Video game franchise proves fantasy can go ever on
The Final Fantasy series is still enthralling video game players, 25 years on. Pavan Shamdasani follows its trail

It's 1987 and video games are on the minds and on the television screens of almost every geek in the world. The Nintendo Entertainment System is only two years old, but already the console has broken every record imaginable, eclipsing the home computer market and all but reversing the much-publicised video game crash of 1983.
It's the ideal time for young, talented individuals eager to make their mark in this fast-growing world. Among them is Hironobu Sakaguchi, only 24 years old but already director of planning and development at the recently formed Japanese gaming company Square. Sakaguchi hasn't had much luck lately - two minor releases, both failures - but he has an idea.

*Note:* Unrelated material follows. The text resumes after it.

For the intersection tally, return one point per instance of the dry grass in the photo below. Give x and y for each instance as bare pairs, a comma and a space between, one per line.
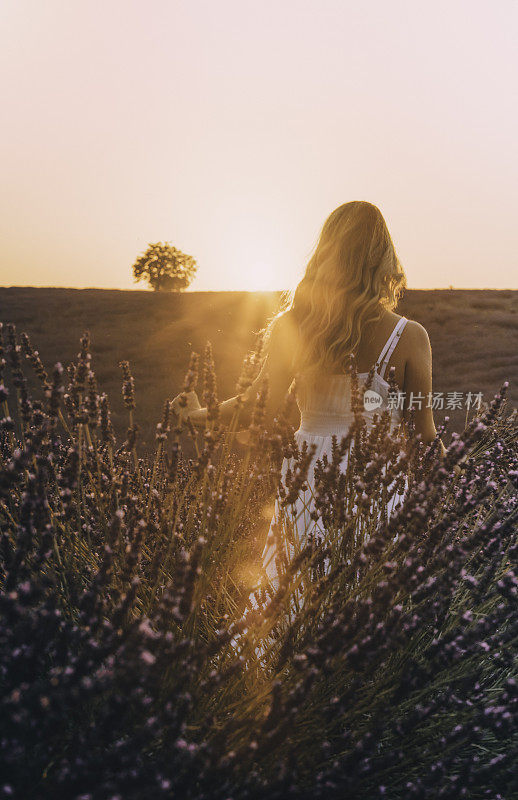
474, 335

The franchise offers something that many RPGs do not ... a good story backed by characters you can relate to
He has a vision of a game that goes beyond the simple side-scrolling mechanics that have so far dominated the market. A role-playing game (RPG) of epic proportions, offering dozens of characters and hundreds of locations. He calls it, simply, Final Fantasy - and vows to leave the industry if the game isn't a success. Thankfully, it is.
Gamers instantly respond to its blend of classic fantasy tropes and then-modern RPG elements: players take on the roles of four warriors in a world of elves, dwarves and dragons, and are given free rein to explore towns, villages and dungeons.
Along the way, they encounter ordinary citizens who offer helpful information, shops that sell weapons, potions and magic spells, and an ever-increasing number of enemies that they battle using an innovative turn-based system.
As the series progresses and sequels are created, the games become larger and more ambitious - graphics are improved, gameplay reinforced, plots and characters expanded - but the core RPG mechanics of exploration and a great storyline are kept firmly intact (see sidebar for more on the series' progression).